Educação inclusiva enfrenta imposições de um sistema educacional excludente, diz especialista

O pesquisador José Eduardo Lanuti analisa pontos sensíveis da formação docente quando o assunto é educação inclusiva e propõe o debate que promova, de fato, a acessibilidade

Parceria com Editora Moderna

por Ruam Oliveira ilustração relógio 28 de fevereiro de 2023

Presidente da Comissão Multidisciplinar Permanente de Acessibilidade da UFMS (Universidade Federal do Mato Grosso do Sul), professor e coordenador do Núcleo de Estudos e Pesquisas em Inclusão da universidade, José Eduardo Lanuti também é pesquisador colaborador do Leped (Laboratório de Estudos e Pesquisas em Ensino e Diferença) da Unicamp (Universidade Estadual de Campinas), uma das principais referências nacionais nos estudos sobre educação inclusiva

Nesta entrevista ao Porvir, ele fala sobre as políticas “ultrapassadas” ainda vistas nas universidades, a formação “fragilizada” e como a promoção da acessibilidade é um assunto urgente. “Precisamos pensar na diferença humana, que é a singularidade de cada um. Ainda que algumas características possam ser recorrentes a cada deficiência, a cada situação, uma pessoa não pode ser limitada a partir de um atributo que possua”, afirma.

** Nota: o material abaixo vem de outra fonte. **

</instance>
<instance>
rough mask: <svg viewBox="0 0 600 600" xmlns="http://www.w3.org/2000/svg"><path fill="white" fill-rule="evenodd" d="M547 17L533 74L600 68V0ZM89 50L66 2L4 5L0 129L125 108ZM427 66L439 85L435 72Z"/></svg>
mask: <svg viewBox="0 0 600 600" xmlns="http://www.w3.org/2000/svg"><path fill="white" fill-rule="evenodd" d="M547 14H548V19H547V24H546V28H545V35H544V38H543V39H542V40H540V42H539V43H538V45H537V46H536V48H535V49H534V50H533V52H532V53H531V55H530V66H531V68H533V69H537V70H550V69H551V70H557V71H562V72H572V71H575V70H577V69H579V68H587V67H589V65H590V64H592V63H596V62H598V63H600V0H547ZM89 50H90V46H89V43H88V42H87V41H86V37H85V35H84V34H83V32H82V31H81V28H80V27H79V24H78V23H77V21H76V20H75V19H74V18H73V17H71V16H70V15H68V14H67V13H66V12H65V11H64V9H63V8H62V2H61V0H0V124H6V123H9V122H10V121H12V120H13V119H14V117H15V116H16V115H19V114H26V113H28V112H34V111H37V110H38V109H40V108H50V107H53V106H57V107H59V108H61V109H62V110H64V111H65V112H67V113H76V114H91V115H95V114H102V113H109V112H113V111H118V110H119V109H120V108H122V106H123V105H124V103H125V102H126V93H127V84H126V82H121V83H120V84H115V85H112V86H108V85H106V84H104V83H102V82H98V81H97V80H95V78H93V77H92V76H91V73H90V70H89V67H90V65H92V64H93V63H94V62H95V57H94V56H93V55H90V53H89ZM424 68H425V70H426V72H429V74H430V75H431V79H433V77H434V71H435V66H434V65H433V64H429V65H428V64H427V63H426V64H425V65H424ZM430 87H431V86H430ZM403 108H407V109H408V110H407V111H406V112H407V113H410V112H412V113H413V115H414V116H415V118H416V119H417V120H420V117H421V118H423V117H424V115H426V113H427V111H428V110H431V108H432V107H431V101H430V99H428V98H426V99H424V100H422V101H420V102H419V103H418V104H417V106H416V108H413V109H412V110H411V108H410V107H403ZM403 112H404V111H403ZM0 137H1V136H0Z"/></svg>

Confira os principais pontos da entrevista:

Porvir: Como as universidades apresentam o tema da educação inclusiva? 

Um homem branco de barba e cabelo castanho escuro usa uma camiseta preta. Ele está de óculos e olha para a câmera. Ao fundo, uma parede clara com livros e um quadro.
O pesquisador José Eduardo Lanuti / Crédito: José Eduardo Lanuti / Arquivo Pessoal
Crédito: José Eduardo Lanuti / Arquivo Pessoal

José Eduardo Lanuti: Infelizmente, as universidades de modo geral apresentam esse tema – a educação inclusiva – a partir de um modelo idealizado de estudante. Os cursos de formação não trabalham a partir da diferença humana, mas a partir da diversidade. Eles agrupam as pessoas em grupos de alunos capazes e incapazes, avançados e atrasados. Sempre as pessoas consideradas com deficiência são enquadradas nessas categorias e nos grupos identitários que representam, de certa forma, uma inferioridade ou falta de capacidade para aprender e se desenvolver. As universidades, de um modo geral, trabalham com esse aluno abstrato, com esse modelo idealizado pelo qual os outros são comparados. 

Muitas vezes, as formações nas universidades são organizadas a partir de cada deficiência, numa segmentação das deficiências.  Espera-se formar um professor para trabalhar com a surdez, com a cegueira, com o autismo, com as altas habilidades e isso faz com que grupos sejam criados, que é o grande problema da diversidade.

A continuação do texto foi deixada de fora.